その概念を説明します。現在、お仕事でPCや携帯端末が必要な方は大勢いるはずです。セキュリティなどがしっかりしている前提で、論理的には、家でも電車の中でも仕事のメールに返事をしたり、プロジェクトのファイルを完成させていたり、エクセルなどへの打ち込みなどをしていたりするかもしれません。そうした時間は、仕事をする業務時間ですが、最初に出てきた「みなし労働」というのはこうした時間を仕事をしている時間として細々履歴を取ることは煩雑で難しいので、みなしましょう、という概念です。今、日本で働いている皆さんは、週末のお休みにメールを返事したらその分の時間をみなされていますか?電車の中でメールを確認したり、カフェに座っているときにPCを開いて仕事の作業をしたらその時間をみなしてもらえてますか?ほとんどの場合、答えはNOであると思います。しかし、そうした時間はお金よりも大切なあなたの時間であり、家族がいる方は家族との時間でもあるのです。こうした時間を企業が仕事のために奪うことは、許されたことではありません。ですから、みなし労働という言葉が出てきたこと、そして働き方改革が叫ばれているのです。

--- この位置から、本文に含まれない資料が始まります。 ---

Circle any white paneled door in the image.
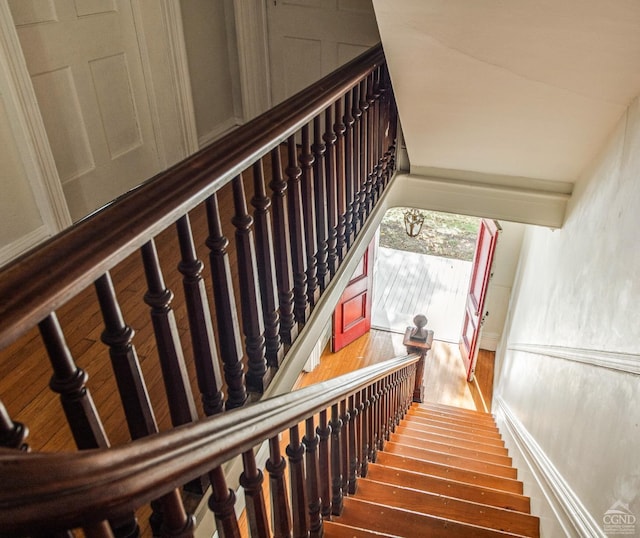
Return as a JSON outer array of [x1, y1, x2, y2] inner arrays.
[[267, 0, 380, 104], [9, 0, 160, 220]]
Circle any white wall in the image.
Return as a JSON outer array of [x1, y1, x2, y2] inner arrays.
[[494, 99, 640, 536], [181, 0, 241, 146]]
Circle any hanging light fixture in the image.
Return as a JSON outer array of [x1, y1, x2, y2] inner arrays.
[[404, 208, 424, 237]]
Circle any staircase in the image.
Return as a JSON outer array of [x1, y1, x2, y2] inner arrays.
[[324, 403, 540, 538]]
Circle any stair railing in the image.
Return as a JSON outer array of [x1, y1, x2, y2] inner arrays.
[[0, 354, 420, 538], [0, 46, 397, 537]]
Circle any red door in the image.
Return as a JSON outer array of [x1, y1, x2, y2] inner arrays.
[[331, 237, 376, 351], [460, 219, 500, 381]]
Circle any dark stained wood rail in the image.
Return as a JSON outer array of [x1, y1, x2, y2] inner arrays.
[[0, 355, 419, 536], [0, 46, 397, 537]]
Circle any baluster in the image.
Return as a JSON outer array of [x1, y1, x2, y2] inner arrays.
[[316, 409, 333, 519], [331, 404, 343, 516], [302, 417, 322, 538], [176, 215, 224, 416], [347, 394, 360, 495], [266, 436, 291, 538], [340, 398, 351, 495], [269, 146, 298, 345], [0, 400, 29, 452], [38, 313, 140, 537], [251, 159, 284, 368], [207, 467, 240, 538], [206, 193, 247, 409], [322, 106, 338, 278], [351, 84, 362, 235], [231, 175, 273, 394], [300, 123, 320, 307], [358, 78, 369, 226], [287, 424, 309, 538], [285, 135, 311, 324], [311, 116, 330, 292], [333, 98, 347, 262], [95, 273, 194, 536], [359, 387, 370, 478], [142, 240, 198, 426], [344, 91, 356, 249], [365, 73, 376, 216], [240, 449, 270, 538]]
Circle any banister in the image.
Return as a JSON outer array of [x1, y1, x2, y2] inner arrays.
[[0, 45, 384, 349], [0, 355, 419, 534]]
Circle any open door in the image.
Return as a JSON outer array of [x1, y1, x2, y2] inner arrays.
[[460, 219, 501, 381], [331, 237, 377, 352]]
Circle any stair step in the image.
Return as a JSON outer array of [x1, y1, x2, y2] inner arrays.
[[357, 478, 540, 537], [407, 408, 498, 431], [404, 414, 501, 439], [376, 452, 522, 495], [400, 419, 504, 447], [418, 402, 494, 421], [389, 433, 512, 465], [395, 425, 509, 456], [358, 463, 531, 513], [384, 441, 518, 478], [325, 497, 522, 538]]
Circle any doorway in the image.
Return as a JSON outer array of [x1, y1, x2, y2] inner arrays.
[[372, 207, 481, 344]]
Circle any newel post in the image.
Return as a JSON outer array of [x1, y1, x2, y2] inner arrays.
[[402, 314, 433, 403]]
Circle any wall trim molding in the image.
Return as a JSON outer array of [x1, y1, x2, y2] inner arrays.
[[507, 344, 640, 375], [494, 396, 605, 538]]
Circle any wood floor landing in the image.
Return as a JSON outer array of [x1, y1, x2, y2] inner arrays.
[[371, 247, 471, 343]]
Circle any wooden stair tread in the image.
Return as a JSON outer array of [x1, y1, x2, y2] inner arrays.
[[384, 441, 518, 479], [357, 478, 540, 537], [395, 425, 509, 456], [389, 433, 513, 465], [400, 419, 504, 447], [377, 452, 522, 494], [336, 497, 522, 538], [406, 409, 498, 431], [367, 463, 531, 513], [404, 414, 502, 439]]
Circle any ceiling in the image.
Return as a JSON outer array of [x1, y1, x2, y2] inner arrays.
[[373, 0, 640, 192]]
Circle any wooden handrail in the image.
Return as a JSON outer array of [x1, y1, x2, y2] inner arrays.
[[0, 355, 419, 535], [0, 45, 384, 349]]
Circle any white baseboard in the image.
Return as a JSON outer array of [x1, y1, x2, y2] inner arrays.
[[493, 396, 606, 538]]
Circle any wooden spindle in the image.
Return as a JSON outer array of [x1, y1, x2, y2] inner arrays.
[[0, 400, 29, 452], [347, 394, 360, 495], [358, 78, 369, 226], [285, 135, 311, 324], [38, 313, 140, 538], [251, 159, 284, 368], [266, 437, 291, 538], [231, 175, 274, 394], [287, 424, 309, 538], [351, 84, 362, 235], [331, 404, 343, 516], [206, 193, 247, 409], [316, 409, 333, 519], [311, 116, 330, 293], [343, 91, 356, 249], [208, 467, 241, 538], [269, 146, 298, 346], [302, 417, 322, 538], [333, 98, 347, 262], [141, 240, 198, 426], [240, 449, 270, 538], [176, 215, 224, 416], [322, 106, 338, 278], [300, 123, 320, 308]]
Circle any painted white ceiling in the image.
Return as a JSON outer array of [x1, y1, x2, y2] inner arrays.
[[373, 0, 640, 190]]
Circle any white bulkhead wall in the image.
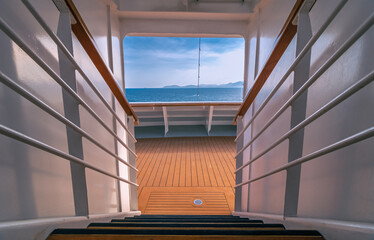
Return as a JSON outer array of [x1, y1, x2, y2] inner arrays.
[[242, 0, 374, 229], [0, 0, 129, 222]]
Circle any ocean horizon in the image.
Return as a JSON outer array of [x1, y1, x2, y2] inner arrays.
[[125, 88, 243, 102]]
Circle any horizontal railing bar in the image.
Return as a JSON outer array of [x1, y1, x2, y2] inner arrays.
[[0, 124, 139, 187], [22, 0, 136, 142], [234, 0, 305, 124], [234, 127, 374, 188], [130, 102, 241, 107], [235, 0, 348, 142], [235, 71, 374, 173], [64, 0, 139, 125], [236, 14, 374, 157], [0, 17, 136, 157], [0, 71, 138, 171]]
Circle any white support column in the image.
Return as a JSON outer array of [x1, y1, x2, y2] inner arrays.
[[206, 106, 214, 136], [162, 107, 169, 136]]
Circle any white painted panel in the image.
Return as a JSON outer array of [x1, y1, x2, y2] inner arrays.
[[0, 0, 74, 221], [299, 0, 374, 223]]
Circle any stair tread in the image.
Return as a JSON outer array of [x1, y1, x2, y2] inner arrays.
[[88, 222, 284, 228], [112, 218, 262, 222], [133, 215, 240, 219], [52, 228, 321, 236]]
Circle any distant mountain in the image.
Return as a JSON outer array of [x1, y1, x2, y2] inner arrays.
[[163, 81, 243, 88]]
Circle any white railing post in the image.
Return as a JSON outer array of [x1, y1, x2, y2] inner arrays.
[[235, 116, 244, 212], [127, 116, 138, 211]]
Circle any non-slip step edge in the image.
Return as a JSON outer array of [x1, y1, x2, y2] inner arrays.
[[112, 218, 263, 223], [133, 214, 240, 219], [51, 228, 322, 237], [88, 222, 285, 228]]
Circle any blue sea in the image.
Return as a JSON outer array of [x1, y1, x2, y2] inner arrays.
[[126, 88, 243, 102]]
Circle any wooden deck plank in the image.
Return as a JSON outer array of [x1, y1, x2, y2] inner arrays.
[[137, 137, 235, 215]]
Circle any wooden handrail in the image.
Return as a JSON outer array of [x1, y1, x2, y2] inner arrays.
[[65, 0, 139, 125], [234, 0, 305, 124], [130, 102, 241, 107]]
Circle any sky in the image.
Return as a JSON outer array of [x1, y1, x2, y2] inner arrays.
[[123, 37, 244, 88]]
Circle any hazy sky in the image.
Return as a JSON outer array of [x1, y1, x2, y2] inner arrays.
[[123, 37, 244, 88]]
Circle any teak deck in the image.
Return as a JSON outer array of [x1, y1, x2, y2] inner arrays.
[[136, 137, 235, 215]]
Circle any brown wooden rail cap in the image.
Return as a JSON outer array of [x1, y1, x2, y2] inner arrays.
[[234, 0, 305, 124], [65, 0, 139, 125]]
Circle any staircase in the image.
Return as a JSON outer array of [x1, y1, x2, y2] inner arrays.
[[47, 215, 324, 240]]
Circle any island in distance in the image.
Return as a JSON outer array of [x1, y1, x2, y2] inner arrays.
[[163, 81, 243, 88]]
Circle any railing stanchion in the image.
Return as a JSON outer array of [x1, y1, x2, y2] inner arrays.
[[235, 116, 244, 212], [127, 116, 138, 211]]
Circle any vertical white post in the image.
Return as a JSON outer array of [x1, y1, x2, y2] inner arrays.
[[162, 107, 169, 136], [206, 106, 214, 136], [235, 116, 244, 212], [127, 116, 138, 211]]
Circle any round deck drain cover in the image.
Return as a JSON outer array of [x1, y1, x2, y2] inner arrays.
[[193, 199, 203, 206]]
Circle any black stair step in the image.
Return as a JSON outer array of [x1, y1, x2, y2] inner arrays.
[[88, 223, 285, 230], [48, 229, 323, 240], [133, 214, 240, 219], [112, 218, 263, 223]]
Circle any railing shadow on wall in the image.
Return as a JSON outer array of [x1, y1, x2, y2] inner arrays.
[[233, 0, 374, 237]]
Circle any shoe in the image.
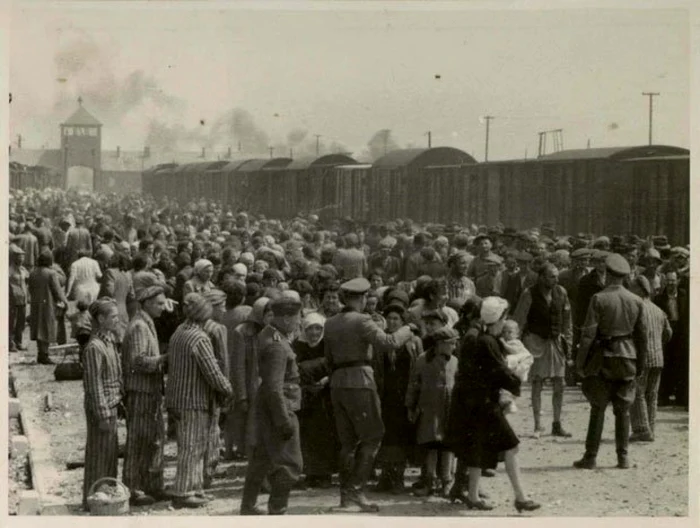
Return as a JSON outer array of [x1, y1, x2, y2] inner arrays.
[[629, 433, 654, 442], [129, 491, 156, 506], [574, 455, 596, 469], [515, 499, 542, 513], [173, 495, 209, 509], [464, 496, 493, 511], [239, 506, 267, 515], [552, 422, 571, 438], [341, 490, 379, 513]]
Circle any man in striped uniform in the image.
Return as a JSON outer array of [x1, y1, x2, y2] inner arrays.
[[241, 295, 302, 515], [202, 289, 229, 489], [165, 293, 233, 508], [83, 299, 122, 510], [630, 275, 673, 442], [122, 286, 167, 506]]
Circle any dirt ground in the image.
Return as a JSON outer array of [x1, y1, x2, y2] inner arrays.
[[10, 340, 688, 517]]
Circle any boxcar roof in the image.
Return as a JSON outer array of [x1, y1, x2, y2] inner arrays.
[[372, 147, 476, 169], [285, 154, 357, 170], [539, 145, 690, 161]]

一方、学校の先生や病院のお医者さんなどお仕事で時間が拘束されることが避けられない人たちもいます。今のITの進歩をみてみると、VR(バーチャルリアリティ)やPCでのビデオ通話などの進歩が急がれていますが、全てはこうした人たちの働き方を救うために開発が急がれています。VRを利用して遠隔診断や手術ができるように、いつかお医者さんが自宅にいながら手術を行う日が来ると思います。

アメリカの例では、基本的に家族の事情(子供の授業参観や、家族の病院の付き添いなど)でオフィスにいられなくても、有給休暇を消化するのではなく、リモート、自宅から仕事をしていることをみなし労働としてお給料を支払います。拘束時間がある職業のみに残業手当てというものがつくシステムです。

今の日本で働いている方の中で、どれだけの人たちが出退勤の届け出を会社に提出しているか考えると実はとても恐ろしい状況になっています。ほとんどの方が出退勤の届け出を会社へ提出しているでしょう。タイムカードの打刻をしている人もいると思います。でも、その届け出以外の時間で携帯やPCで仕事関連のことをしていることはありませんか? 考えてみれば、こうした時間での職場拘束というのは、すでに終焉を迎えていて、ITの力で社会の人に幸せな時間を返していくというのは世界の流れなのです。経営に携わっている人も、管理職であっても、そして一般社員の方でも、このことを意識して変化を求めていく必要があります。逆に言うと、こうした変化に対応できない会社はゆくゆくは働いてくれる人材が入社して来なくなるか、または求めた能力に届く人が入社してくれることがなくなってしまい、結局は会社の行方を左右してしまう事態に陥ること間違いなしです。